Consider the following exampleA business owner is looking to sell its textile company for $100MM. A potential buyer submits an offer matching the asking price. In addition to the price however, it asks for an escrow of $10MM to support claims for breaches of seller’s representations and warranties (R&W). The seller is unwilling to leave such a large amount of money in escrow and declines the offer. After further negotiations, and in exchange for a smaller escrow ($5MM), the buyer makes a reduced offer of $90MM. The seller is happy with the smaller escrow, but considers the altered purchase price too low. Negotiations falter and eventually the deal fails.
Negotiations like this on escrow and indemnities occur because the seller, as part of the PSA, makes certain R&W about the condition of the business when the deal is signed. These reps and warranties are essentially assertions of fact - a common one being that the financials of the company have been audited and are in compliance with regulatory standards - which the buyer relies on in valuing the business.
In the event that one of the R&W is inaccurate and such inaccuracy results in a loss post-close, the buyer will seek to recover the loss in value by making an indemnity claim against the escrow.
R&W Insurance and Its Place in the Transaction ProcessR&W insurance steps into this process by providing coverage for liabilities arising from an unknown breach of the R&W by the seller. On the one hand, the seller can backstop its indemnity to the buyer by purchasing R&W insurance in its own name, effectively buying a backstop against an unknown breach. Far more frequently, however the parties will arrange R&W insurance for the benefit of the buyer in lieu all or the better portion of seller’s escrow or indemnity, providing seller with a cleaner exit from the deal.
Purchase of R&W insurance is done on a designated limit and retention level. The limit is the maximum amount the insurance will pay out in the event of a breach of a representation or warranty, while the retention is the loss which must be borne before the insurance comes into effect.
The process for obtaining this type of insurance is fairly straightforward. Typically, an insurance broker will approach the market on behalf of the seller/buyer with information about the transaction and company. After obtaining quotes, including prices and coverage terms, the client will select the offer that best meets its needs. Then begins a process of underwriting during which the insurer examines the risks of the deal and writes the actual R&W policy. The entire sequence can take a few weeks to perform, but can also be completed on an expedited basis in line with the mechanics of the deal. The carrier’s underwriting will consist of a review of the data room and, assuming the insured is the buyer, the entire buyer’s due diligence reports on the target.
Where R&W Insurance Works/Doesn’t WorkFor the seller in a transaction, the use of R&W insurance can provide significant benefits, including:
- Lower escrow and indemnities - By placing R&W insurance for a buyer as a proxy for the typical seller indemnity, sellers can shift the risk of unknown breaches to the insurance market for a fixed cost and achieve a greater and more certain return at closing.

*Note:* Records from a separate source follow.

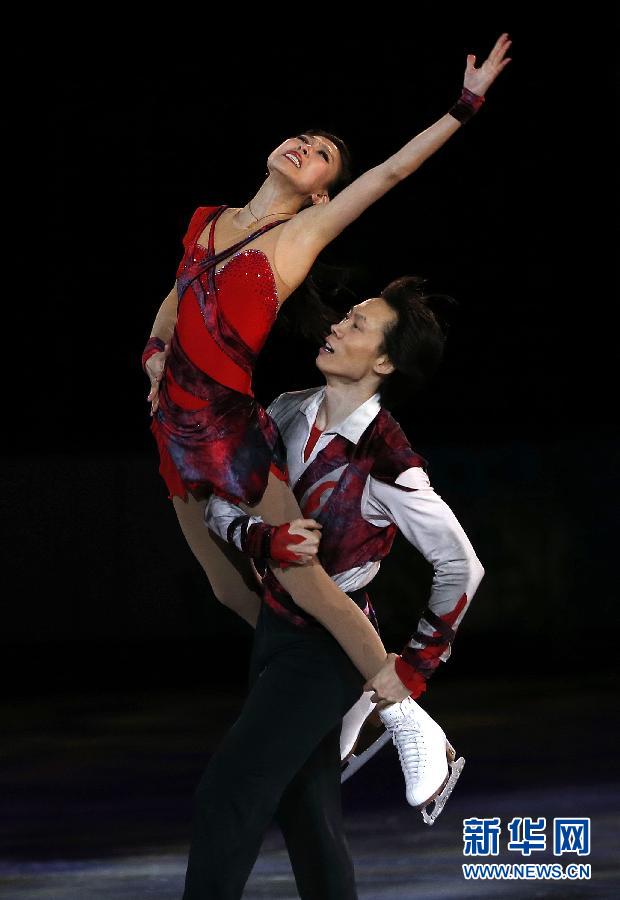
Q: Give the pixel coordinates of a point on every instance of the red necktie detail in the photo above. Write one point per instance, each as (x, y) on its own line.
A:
(315, 434)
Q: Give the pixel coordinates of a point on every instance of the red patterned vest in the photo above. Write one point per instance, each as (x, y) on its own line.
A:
(330, 490)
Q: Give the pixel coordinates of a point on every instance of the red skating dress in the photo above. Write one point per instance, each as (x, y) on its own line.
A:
(210, 431)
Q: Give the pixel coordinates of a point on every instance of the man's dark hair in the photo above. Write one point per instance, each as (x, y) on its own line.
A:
(415, 341)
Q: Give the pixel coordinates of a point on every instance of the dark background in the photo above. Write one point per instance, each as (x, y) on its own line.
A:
(121, 669)
(511, 218)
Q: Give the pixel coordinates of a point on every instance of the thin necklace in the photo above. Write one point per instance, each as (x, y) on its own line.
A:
(251, 211)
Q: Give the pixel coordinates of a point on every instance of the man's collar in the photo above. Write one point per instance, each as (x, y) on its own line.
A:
(353, 427)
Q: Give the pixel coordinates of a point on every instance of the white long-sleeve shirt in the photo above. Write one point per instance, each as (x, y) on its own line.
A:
(418, 512)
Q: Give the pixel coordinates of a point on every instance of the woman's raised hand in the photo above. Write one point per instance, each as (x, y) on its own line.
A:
(155, 366)
(479, 80)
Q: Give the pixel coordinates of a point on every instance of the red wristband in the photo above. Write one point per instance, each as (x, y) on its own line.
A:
(153, 345)
(279, 544)
(466, 106)
(410, 677)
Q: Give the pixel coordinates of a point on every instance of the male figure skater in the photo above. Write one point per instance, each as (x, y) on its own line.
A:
(355, 474)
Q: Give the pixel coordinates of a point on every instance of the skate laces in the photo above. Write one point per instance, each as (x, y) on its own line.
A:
(411, 747)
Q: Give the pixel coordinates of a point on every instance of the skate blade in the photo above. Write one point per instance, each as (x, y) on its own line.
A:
(353, 762)
(440, 797)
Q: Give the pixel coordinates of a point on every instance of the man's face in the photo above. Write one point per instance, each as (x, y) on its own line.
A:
(352, 350)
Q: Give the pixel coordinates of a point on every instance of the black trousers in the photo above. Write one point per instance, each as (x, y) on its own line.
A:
(281, 759)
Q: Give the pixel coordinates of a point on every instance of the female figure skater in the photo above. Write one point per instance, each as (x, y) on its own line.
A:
(211, 434)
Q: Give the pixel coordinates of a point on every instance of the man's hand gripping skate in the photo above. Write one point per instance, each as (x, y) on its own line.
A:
(427, 758)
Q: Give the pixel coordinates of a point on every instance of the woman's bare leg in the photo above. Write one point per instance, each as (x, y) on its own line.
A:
(229, 572)
(311, 588)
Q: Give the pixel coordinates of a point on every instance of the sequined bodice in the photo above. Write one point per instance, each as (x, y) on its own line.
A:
(225, 316)
(247, 294)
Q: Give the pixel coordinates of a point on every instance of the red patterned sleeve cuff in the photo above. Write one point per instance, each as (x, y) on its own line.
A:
(410, 677)
(153, 345)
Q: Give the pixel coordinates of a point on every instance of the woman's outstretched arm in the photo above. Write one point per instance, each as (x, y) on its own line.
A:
(156, 351)
(316, 226)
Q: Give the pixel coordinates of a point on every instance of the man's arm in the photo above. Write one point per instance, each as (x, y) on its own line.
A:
(291, 543)
(430, 525)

- Protecting purchase price erosion - Historically, buyers utilizing R&W insurance unbeknownst to a seller would seek a discount on the purchase price in exchange for limiting the escrow and/or indemnity contained in the PSA. However, a seller who takes the initiative by building R&W insurance into the terms of the PSA can eliminate this arbitrage and level the playing field among all potential purchasers, securing the cleanest exit possible without sacrificing purchase price.

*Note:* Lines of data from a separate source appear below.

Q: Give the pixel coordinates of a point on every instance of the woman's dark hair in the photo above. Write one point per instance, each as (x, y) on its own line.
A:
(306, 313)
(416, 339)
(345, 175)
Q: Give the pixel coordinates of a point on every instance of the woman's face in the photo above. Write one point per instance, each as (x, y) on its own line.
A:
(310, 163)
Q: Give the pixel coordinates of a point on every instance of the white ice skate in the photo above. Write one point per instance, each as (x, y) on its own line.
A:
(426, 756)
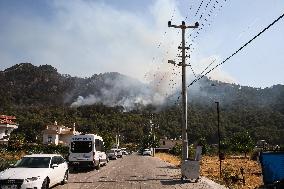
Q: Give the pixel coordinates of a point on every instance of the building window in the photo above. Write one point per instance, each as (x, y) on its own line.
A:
(49, 139)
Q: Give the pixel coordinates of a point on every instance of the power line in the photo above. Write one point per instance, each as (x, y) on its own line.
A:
(237, 51)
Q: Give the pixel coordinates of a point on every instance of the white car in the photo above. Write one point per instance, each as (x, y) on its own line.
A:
(147, 152)
(112, 154)
(35, 171)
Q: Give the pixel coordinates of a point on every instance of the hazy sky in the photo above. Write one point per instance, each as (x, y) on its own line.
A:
(86, 37)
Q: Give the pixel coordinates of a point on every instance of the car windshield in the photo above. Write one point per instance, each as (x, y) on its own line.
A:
(81, 146)
(34, 162)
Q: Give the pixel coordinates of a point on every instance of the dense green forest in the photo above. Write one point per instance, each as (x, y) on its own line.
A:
(38, 96)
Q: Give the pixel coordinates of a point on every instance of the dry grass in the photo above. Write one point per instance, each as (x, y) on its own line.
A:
(230, 167)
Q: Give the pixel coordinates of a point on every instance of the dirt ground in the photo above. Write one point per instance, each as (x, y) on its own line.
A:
(231, 174)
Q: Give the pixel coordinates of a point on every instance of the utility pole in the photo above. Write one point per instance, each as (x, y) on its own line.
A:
(219, 139)
(183, 27)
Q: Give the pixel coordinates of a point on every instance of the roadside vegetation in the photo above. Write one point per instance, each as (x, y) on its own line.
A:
(239, 166)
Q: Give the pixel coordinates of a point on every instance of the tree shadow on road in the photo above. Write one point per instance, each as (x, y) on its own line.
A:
(174, 182)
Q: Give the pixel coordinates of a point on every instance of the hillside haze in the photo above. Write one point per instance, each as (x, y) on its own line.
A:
(39, 95)
(27, 85)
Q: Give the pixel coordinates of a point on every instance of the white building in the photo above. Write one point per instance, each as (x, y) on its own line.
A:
(58, 134)
(7, 125)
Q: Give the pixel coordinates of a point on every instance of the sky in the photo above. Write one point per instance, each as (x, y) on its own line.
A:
(86, 37)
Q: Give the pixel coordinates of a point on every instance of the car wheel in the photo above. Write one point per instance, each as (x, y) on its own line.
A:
(65, 178)
(45, 184)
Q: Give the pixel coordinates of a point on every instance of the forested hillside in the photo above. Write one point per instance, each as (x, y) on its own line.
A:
(111, 102)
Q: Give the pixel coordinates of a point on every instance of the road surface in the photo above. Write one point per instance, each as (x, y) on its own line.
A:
(135, 172)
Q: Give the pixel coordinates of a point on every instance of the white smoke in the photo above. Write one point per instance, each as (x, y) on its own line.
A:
(122, 91)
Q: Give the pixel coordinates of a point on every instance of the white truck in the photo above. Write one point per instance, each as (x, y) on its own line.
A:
(87, 150)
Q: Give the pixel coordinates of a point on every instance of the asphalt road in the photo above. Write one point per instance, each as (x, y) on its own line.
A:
(135, 172)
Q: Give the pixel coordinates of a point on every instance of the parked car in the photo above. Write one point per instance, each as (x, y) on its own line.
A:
(112, 154)
(36, 171)
(147, 152)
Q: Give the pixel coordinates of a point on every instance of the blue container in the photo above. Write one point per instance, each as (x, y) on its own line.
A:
(272, 165)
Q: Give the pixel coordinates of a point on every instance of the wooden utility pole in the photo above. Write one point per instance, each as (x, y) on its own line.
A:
(183, 27)
(219, 139)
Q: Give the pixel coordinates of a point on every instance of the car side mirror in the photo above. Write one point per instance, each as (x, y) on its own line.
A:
(54, 165)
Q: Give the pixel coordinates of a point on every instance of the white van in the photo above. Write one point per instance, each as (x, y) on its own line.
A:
(87, 150)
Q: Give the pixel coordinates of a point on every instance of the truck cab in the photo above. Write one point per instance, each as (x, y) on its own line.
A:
(87, 150)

Despite the obvious advantages, there are still some challenges associated with the placement of R&W insurance. In general, the economics of R&W insurance seem to make the most sense for targets with an enterprise value (EV) of approximately 50MM+ (assuming a purchased limit of 10%). While R&W insurance can be placed on deals below that level, and while carriers are attempting to service that end of the market more efficiently, the pricing on such deals may become prohibitively expensive due to minimum premium demands by many carriers.

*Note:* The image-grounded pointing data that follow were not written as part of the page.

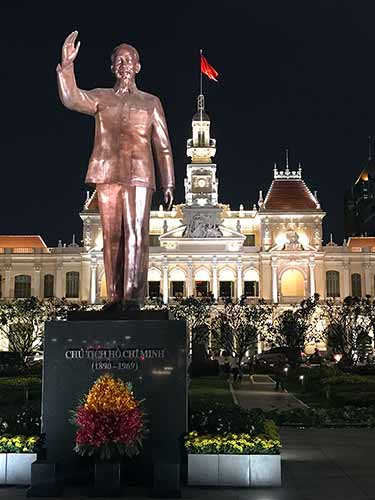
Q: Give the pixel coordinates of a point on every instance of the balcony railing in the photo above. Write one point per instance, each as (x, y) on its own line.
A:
(23, 250)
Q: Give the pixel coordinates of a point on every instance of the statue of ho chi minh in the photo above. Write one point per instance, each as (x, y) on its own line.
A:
(129, 125)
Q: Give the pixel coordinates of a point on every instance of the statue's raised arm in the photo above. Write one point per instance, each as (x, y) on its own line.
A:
(70, 49)
(71, 96)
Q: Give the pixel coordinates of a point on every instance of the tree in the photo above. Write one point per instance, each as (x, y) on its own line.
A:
(197, 314)
(22, 322)
(295, 327)
(239, 326)
(349, 327)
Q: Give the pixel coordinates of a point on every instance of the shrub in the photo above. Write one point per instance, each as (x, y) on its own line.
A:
(359, 399)
(233, 444)
(218, 418)
(347, 416)
(204, 368)
(24, 421)
(313, 377)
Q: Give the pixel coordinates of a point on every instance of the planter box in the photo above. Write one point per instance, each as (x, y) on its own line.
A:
(265, 470)
(203, 470)
(15, 468)
(234, 470)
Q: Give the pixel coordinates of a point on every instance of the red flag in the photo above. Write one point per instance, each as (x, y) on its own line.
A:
(207, 69)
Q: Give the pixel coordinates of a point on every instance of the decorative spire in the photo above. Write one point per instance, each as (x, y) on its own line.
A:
(200, 105)
(260, 201)
(287, 161)
(369, 148)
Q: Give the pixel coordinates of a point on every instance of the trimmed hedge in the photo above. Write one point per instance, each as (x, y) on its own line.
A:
(234, 419)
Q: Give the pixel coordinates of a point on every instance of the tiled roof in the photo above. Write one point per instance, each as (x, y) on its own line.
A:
(361, 241)
(23, 241)
(92, 204)
(290, 195)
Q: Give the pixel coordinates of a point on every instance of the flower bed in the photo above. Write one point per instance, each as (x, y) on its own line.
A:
(109, 420)
(233, 460)
(17, 453)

In addition, risks associated with certain industries are also more difficult to insure, with healthcare billing risk in the US being one such example. It should also be emphasized that R&W insurance is not a replacement for proper due diligence on a deal. A seller or buyer should continue to negotiate the R&W, prepare disclosure schedules and perform due diligence as though insurance were not present in the deal. In the end, R&W insurance does not eliminate risk, but rather transfers some portion of it to an insurer who will require comfort that the deal has been executed professionally, as though the insurance were not a factor.